In piazza ci sarà anche il Pd targato Schlein. Il dialogo con Italia Viva è possibile dal punto di vista del percorso politico?

Siamo partiti diversi perché su molte questioni la pensiamo diversamente. Sulla difesa dell’Ucraina, il termovalorizzatore di Roma, le politiche energetiche siamo su posizioni molto distanti. Possono esserci certamente dei punti di contatto. Con Elly Schlein condivido molte idee, a titolo personale ho presentato una proposta di legge sulla Gpa solidale e so che lei a titolo personale è favorevole, ma su molte altre siamo lontani. Ed è per questo che siamo in due partiti diversi.

In queste ultime settimane sono continui gli appelli dei moderati a unire le forze. Forza Italia, Azione e Italia Viva si osservano con interesse ma nessuno tende la mano. Chi potrebbe guidare un processo unitario?

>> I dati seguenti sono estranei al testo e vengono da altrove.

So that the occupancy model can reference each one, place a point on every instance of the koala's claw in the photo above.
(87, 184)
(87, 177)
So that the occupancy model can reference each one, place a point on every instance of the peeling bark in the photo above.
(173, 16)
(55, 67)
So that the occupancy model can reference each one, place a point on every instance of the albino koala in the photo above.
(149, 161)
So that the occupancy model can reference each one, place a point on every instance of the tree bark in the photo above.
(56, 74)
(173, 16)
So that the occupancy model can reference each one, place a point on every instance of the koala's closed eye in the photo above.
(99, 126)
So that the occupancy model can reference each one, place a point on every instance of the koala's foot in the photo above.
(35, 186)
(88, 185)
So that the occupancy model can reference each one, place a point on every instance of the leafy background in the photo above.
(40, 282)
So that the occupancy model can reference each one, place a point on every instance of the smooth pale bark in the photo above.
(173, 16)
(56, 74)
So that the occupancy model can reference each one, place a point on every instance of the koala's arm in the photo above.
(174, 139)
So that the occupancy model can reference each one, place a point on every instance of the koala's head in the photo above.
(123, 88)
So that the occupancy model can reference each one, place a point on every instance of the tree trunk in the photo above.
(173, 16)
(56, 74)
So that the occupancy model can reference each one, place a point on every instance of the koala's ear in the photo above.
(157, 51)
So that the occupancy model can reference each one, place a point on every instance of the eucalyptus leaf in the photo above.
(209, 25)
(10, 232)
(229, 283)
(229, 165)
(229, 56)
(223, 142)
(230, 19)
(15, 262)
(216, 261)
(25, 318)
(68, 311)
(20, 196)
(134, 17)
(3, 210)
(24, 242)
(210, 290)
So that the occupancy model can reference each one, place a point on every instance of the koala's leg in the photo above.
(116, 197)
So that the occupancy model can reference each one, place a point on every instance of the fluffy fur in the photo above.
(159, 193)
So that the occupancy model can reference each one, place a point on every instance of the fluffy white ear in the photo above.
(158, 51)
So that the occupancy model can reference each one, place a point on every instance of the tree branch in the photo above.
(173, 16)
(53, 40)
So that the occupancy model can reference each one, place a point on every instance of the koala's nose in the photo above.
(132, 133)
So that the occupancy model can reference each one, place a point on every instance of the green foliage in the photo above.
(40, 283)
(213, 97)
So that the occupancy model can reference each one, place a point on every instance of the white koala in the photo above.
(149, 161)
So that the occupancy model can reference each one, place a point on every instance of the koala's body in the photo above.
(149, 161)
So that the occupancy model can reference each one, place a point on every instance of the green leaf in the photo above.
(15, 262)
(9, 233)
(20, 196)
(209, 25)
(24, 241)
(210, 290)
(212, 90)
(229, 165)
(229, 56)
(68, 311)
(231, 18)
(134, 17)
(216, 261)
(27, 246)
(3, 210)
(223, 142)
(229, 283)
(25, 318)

Fin a quando una forza del Partito popolare europeo come Forza Italia sarà alleata con la Lega, che va a braccetto con Marine Le Pen, o con Fratelli d’Italia, che dialoga con Orban, Kaczyński e Morawiecki, con tutto il rispetto, non ci sarà molto da dirsi. Diverso è, invece, parlare a un mondo di elettori pragmatici, europeisti, che non si riconoscono nelle politiche sovraniste della destra o in quelle populiste della sinistra, come quelle proposte da Giuseppe Conte. In questo caso non è una questione di ceto politico, ma di proporre un progetto a un pezzo d’Italia europeista, pragmatica e non assistenzialista, che pensa che prima di distribuire la ricchezza bisogna crearla. C’è una sana competizione tra forze politiche che vogliono parlare a quel pezzo di Paese che oggi non sembra avere una rappresentanza degna di questo nome.

Ritiene giusto un terzo mandato per il governatore campano Vincenzo De Luca?

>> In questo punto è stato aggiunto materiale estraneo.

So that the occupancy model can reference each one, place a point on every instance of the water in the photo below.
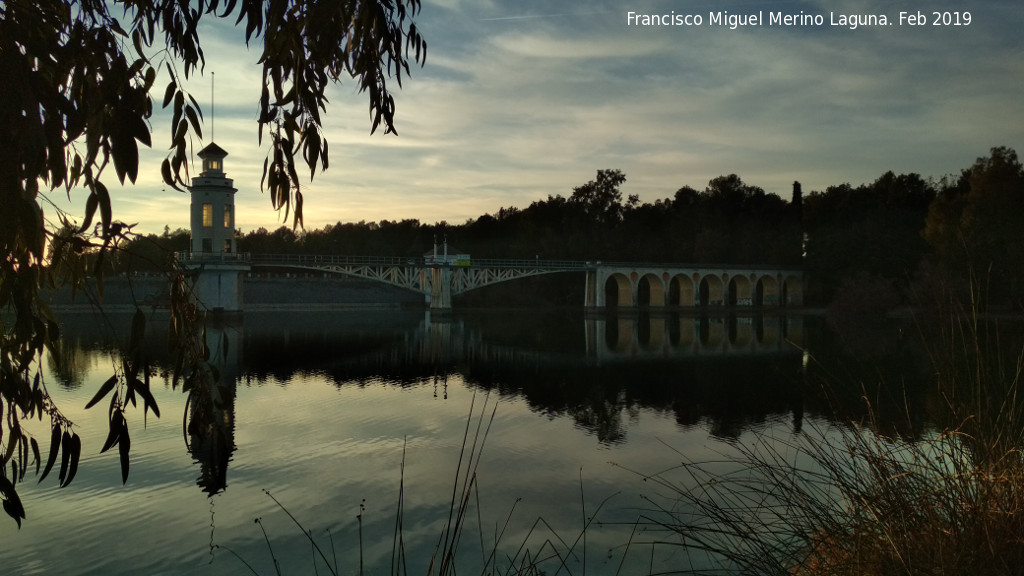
(337, 413)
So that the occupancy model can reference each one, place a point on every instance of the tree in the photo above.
(77, 97)
(974, 225)
(601, 198)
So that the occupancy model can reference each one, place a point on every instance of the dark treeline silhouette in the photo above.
(879, 244)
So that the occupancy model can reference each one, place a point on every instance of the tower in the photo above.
(213, 206)
(214, 259)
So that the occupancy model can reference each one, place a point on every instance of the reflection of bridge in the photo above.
(647, 336)
(612, 284)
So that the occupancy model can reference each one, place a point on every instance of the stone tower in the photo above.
(213, 206)
(214, 259)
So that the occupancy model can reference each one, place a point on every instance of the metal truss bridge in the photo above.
(621, 284)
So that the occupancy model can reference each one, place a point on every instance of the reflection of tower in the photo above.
(213, 250)
(211, 408)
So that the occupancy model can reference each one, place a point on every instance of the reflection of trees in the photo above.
(211, 434)
(68, 361)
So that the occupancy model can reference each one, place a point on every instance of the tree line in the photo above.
(899, 236)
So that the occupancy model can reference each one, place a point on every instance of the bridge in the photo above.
(217, 266)
(617, 285)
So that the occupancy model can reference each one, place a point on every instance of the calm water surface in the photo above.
(329, 407)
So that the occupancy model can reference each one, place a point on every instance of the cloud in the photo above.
(522, 100)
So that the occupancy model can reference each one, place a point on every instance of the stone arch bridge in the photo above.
(621, 285)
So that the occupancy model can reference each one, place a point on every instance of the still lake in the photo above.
(342, 416)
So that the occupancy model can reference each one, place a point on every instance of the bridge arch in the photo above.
(617, 290)
(738, 292)
(650, 290)
(681, 291)
(712, 290)
(766, 292)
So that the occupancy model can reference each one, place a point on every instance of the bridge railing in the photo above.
(316, 260)
(212, 256)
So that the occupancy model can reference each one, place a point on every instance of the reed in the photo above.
(847, 499)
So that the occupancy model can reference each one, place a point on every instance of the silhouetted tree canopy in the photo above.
(79, 83)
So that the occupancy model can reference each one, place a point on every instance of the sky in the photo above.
(524, 98)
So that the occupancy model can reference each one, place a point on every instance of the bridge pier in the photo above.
(218, 285)
(439, 296)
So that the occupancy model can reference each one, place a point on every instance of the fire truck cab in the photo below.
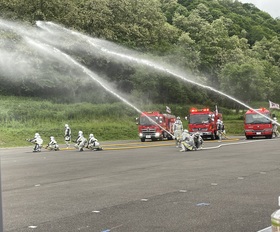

Non ne faccio una questione personale. Quando c’è l’elezione diretta di un sindaco o di un presidente di Regione, il vincitore viene investito direttamente dai cittadini di una grande autorevolezza e di un grande potere. Quando una legge elettorale lo attribuisce a una carica monocratica, questo potere non può essere esercitato per un tempo infinito. E’ possibile avere poco potere per tanto tempo o molto potere per poco tempo. In una democrazia dovrebbe funzionare così. Vale per i presidenti di Regione, per i sindaci dei grandi comuni e anche per il Presidente degli Stati Uniti, che è un incarico quasi monarchico e infatti la Costituzione pone il limite dei due mandati. Per me è preferibile che questi incarichi non si prolunghino troppo.